Time | Country | Event | Period | Previous value | Forecast | Actual |
---|---|---|---|---|---|---|
01:30 | Australia | Trade Balance | July | 8.149 | 5.4 | 4.607 |
01:45 | China | Markit/Caixin Services PMI | August | 54.1 | 54 | |
06:30 | Switzerland | Consumer Price Index (MoM) | August | -0.2% | 0.1% | 0.0% |
06:30 | Switzerland | Consumer Price Index (YoY) | August | -0.9% | -0.8% | -0.9% |
During today's Asian trading, the US dollar continued to rise against the euro on signals of concern from the European Central Bank (ECB) about the significant strengthening of the european currency recently.
Earlier this week, the euro rose above the $1.2 mark for the first time since May 2018. Following this, the exchange rate quickly moved to a decline, which experts explain by the statement of the ECB's chief economist Philip Lane that the exchange rate "matters" in monetary policy.
Despite the fact that inflation in the euro zone remains extremely low, Lane's words were taken as a signal that the ECB considers excessive growth in the value of the euro in recent years. The strengthening of the currency eases inflationary pressure, as it reduces the cost of imports.
Usually, ECB representatives do not mention exchange rates, except in the context of the fact that this factor is one of several that the Central Bank evaluates when making decisions about further monetary policy.
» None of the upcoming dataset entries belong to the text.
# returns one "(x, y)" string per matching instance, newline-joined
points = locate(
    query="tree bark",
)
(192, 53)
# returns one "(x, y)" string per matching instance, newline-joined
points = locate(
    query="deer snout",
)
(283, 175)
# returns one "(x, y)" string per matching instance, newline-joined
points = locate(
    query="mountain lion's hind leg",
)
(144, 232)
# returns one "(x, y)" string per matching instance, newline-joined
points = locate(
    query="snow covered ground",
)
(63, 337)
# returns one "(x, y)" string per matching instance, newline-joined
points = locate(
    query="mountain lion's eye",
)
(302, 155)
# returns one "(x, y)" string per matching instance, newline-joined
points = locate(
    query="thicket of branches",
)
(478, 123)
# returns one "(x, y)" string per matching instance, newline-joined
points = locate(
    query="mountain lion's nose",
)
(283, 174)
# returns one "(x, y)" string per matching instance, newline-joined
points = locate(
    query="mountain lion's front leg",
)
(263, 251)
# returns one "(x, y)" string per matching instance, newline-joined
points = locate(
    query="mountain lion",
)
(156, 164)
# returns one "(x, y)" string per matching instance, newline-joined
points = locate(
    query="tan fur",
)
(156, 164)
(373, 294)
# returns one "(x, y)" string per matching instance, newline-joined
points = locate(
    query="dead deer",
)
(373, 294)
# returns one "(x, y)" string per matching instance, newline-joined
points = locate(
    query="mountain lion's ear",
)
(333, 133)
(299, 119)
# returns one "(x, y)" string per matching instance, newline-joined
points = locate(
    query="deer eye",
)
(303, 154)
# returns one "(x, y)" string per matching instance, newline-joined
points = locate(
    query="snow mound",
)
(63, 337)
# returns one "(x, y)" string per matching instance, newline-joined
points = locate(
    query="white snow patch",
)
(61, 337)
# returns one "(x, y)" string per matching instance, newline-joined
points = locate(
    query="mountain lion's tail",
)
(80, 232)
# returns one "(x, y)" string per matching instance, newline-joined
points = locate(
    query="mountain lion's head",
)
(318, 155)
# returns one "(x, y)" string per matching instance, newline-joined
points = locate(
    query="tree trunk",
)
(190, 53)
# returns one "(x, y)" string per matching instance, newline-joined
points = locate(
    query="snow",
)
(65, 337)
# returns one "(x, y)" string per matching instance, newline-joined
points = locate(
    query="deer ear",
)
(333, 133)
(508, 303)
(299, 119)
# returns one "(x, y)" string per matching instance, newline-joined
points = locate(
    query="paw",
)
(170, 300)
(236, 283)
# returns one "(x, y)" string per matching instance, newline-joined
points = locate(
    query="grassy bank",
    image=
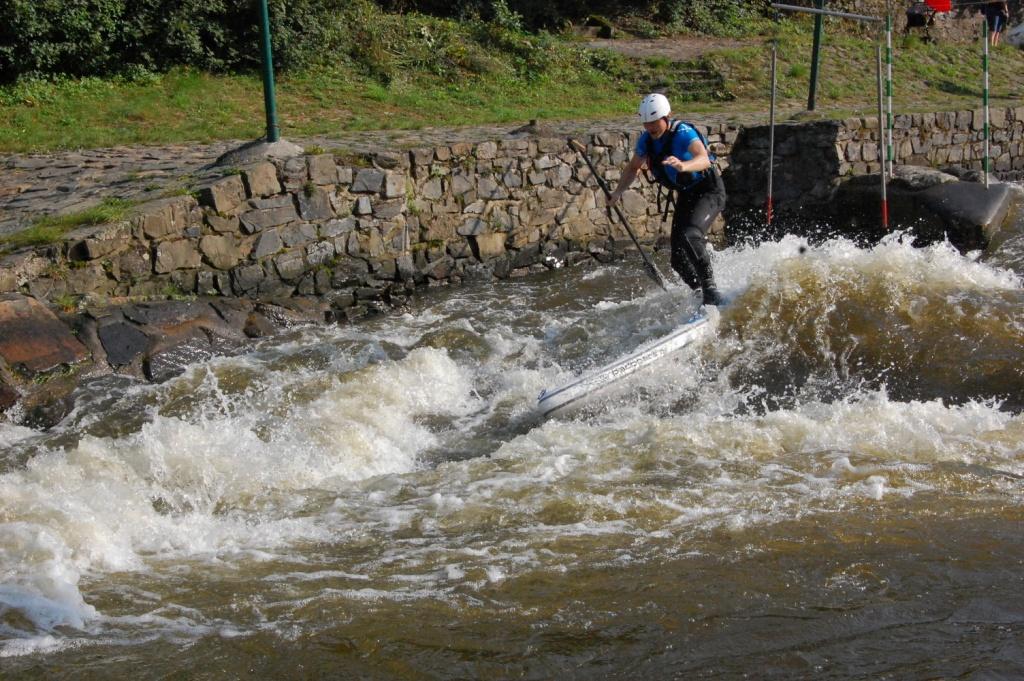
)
(549, 78)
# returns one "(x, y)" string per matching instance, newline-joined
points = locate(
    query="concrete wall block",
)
(223, 195)
(486, 151)
(291, 266)
(369, 180)
(267, 243)
(322, 169)
(314, 204)
(220, 252)
(179, 254)
(261, 179)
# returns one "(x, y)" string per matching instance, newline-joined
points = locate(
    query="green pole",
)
(815, 53)
(984, 65)
(890, 121)
(269, 102)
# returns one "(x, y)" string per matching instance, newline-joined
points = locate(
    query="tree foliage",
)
(109, 37)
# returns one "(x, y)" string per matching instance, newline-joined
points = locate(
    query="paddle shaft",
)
(648, 265)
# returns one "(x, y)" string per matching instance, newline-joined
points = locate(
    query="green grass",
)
(456, 81)
(184, 105)
(50, 228)
(926, 77)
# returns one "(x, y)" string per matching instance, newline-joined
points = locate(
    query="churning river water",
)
(829, 484)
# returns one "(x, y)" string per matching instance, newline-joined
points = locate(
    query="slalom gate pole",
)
(648, 265)
(984, 67)
(882, 158)
(891, 152)
(771, 133)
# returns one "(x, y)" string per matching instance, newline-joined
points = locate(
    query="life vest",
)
(654, 160)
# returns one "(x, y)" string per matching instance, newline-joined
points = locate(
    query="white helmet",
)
(653, 107)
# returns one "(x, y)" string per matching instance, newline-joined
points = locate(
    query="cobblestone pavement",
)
(36, 184)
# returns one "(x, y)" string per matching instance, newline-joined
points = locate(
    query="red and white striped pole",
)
(771, 134)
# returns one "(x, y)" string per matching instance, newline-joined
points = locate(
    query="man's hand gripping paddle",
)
(648, 265)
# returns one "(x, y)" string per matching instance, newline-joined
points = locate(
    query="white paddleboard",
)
(576, 392)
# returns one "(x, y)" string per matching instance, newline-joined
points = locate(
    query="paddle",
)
(648, 265)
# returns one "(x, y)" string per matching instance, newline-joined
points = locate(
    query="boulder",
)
(122, 341)
(261, 179)
(33, 339)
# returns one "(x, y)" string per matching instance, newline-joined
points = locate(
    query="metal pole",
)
(269, 101)
(984, 65)
(882, 160)
(815, 55)
(771, 132)
(889, 93)
(825, 12)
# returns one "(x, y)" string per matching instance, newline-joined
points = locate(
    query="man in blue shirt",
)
(678, 157)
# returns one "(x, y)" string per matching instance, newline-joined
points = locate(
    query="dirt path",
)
(682, 48)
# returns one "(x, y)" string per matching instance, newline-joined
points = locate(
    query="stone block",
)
(298, 233)
(223, 225)
(394, 185)
(486, 151)
(162, 218)
(266, 244)
(461, 183)
(368, 180)
(472, 227)
(997, 118)
(261, 179)
(121, 340)
(432, 188)
(422, 157)
(488, 188)
(33, 339)
(386, 210)
(220, 252)
(322, 169)
(93, 249)
(223, 195)
(315, 204)
(178, 254)
(258, 220)
(634, 204)
(333, 228)
(551, 198)
(320, 253)
(290, 266)
(390, 160)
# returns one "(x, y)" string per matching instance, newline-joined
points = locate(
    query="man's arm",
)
(699, 162)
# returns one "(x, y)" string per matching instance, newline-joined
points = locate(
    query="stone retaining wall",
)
(334, 235)
(962, 25)
(370, 227)
(811, 159)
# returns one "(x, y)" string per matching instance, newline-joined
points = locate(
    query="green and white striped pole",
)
(984, 67)
(890, 151)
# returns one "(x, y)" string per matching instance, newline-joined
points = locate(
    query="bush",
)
(105, 37)
(78, 38)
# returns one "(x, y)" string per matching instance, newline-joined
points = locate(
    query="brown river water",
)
(828, 485)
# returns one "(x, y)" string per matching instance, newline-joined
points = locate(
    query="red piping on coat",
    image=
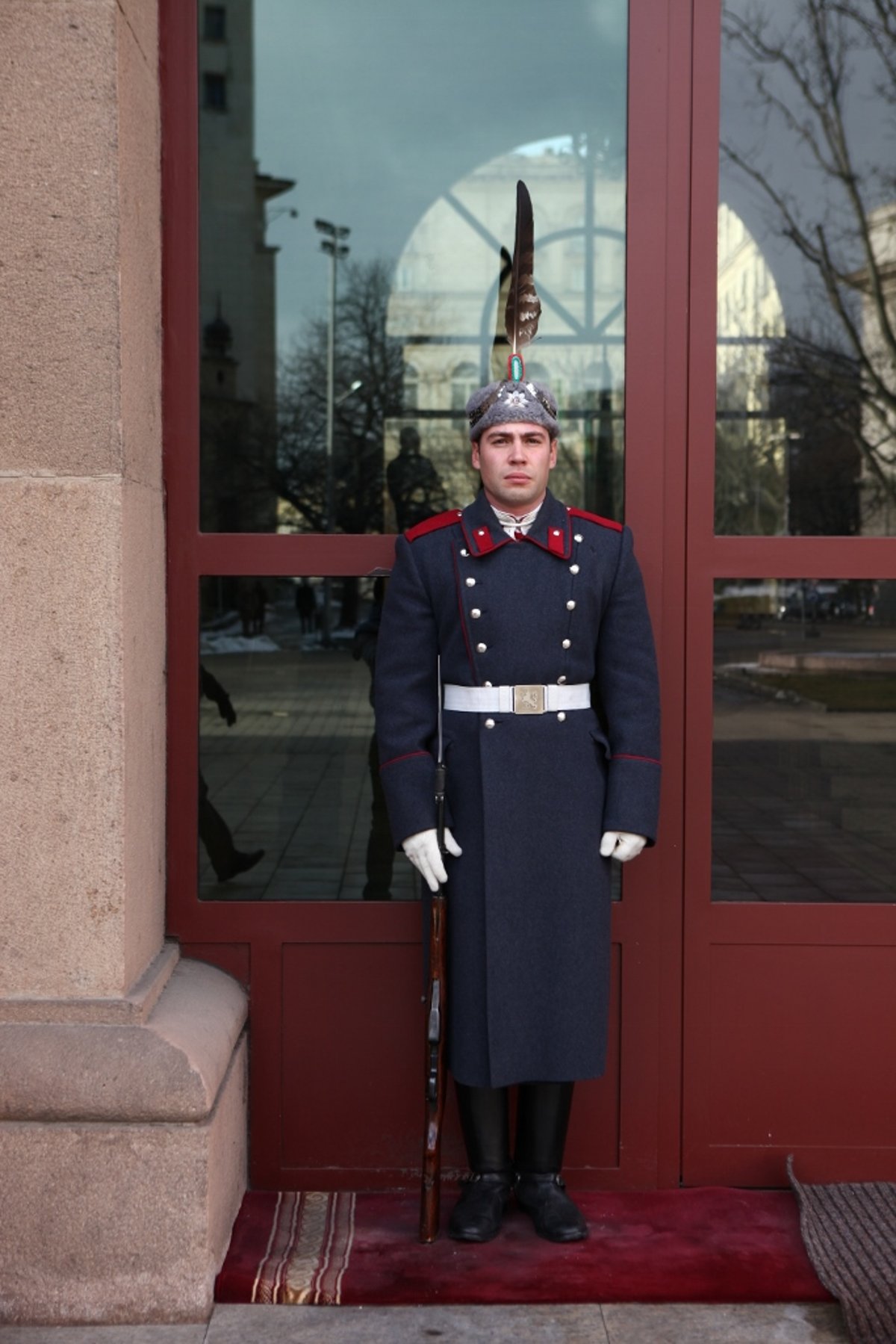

"At the moment, regulators can do little to control exchange rates, but if the signals coming from the ECB have an effect, the euro may head towards the $1.17 mark, as traders will prefer to lock in profits after the recent rally," said experts at BK Asset Management.
The ICE index, which tracks the dynamics of the US dollar against six currencies (euro, swiss franc, yen, canadian dollar, pound sterling and swedish krona), rose by 0.22%.
CBA experts note that the US dollar is likely to return to a decline in the near future due to expectations of the imminent appearance of a coronavirus vaccine in US that support interest in risky assets.